December 3, 2008

Marbles campaigners honoured

Posted at 10:47 pm in Acropolis, Elgin Marbles, New Acropolis Museum

Three academics who have helped in the restitution of Parthenon fragments to Greece have been honoured at a ceremony at the New Acropolis Museum.

Athens News Agency

Parthenon Marbles

Culture Minister Mihalis Liapis on Tuesday addressed an event held at the new Acropolis Museum in honour of three academics who have made great contributions to the effort for the return of the Parthenon Marbles currently held at the British Museum in London.

The three are Prof. Tonio Holscher, professor of Classical Archaeology at the University of Heidelberg in Germany, Prof. Louis Godart, advisor to the Italian President for the Conservation of Artistic Patrimony and professor of Mycenean Philology at Federico II University of Naples, and Prof. Antonia Sofikitou, who is chair of the Italian Committee for the Return of the Parthenon Marbles and teaches Modern Greek Literature at the University of Palermo.

Liapis praised the “inestimable contribution” made by the three to Greece’s efforts to bring back the sculptures removed from the frieze of the Parthenon and taken to London by Lord Elgin in the early 19th century, so that they can be reunited with the rest of the world-famous monument.

According to the minister, the three academics were “citizens of the world” and “ambassadors of the ancient Greek spirit”.

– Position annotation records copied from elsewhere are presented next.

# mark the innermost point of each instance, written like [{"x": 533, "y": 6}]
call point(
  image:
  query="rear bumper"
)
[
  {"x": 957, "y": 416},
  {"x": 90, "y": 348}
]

Tuesday’s event at the Acropolis Museum also coincided with the return from Sweden of an architectural fragment taken from the Athens Acropolis, which was returned by an ordinary Swedish citizen who had inherited the fragment from her Austrian grandfather, a soldier during the Second World War. It was returned via the Swedish Committee for the Return of the Parthenon Marbles, which the woman originally contacted.

The marble fragment bears wavy carvings, similar to those found on the capitals of ancient columns, and an inscription saying “souvenir from the Athens Acropolis” in the form of modern Greek known as “katharevousa” that was quite widely used in the 19th and early 20th centuries. Its return to Greece will allow it to be studied and properly dated.

During his address, Liapis also announced the results of a UNESCO intergovernmental committee meeting for promoting the return of cultural assets to their country of origin, which decided to adopt a resolution that recognises and underlines the need to return cultural items to their country of origin, especially those considered to be of outstanding global importance.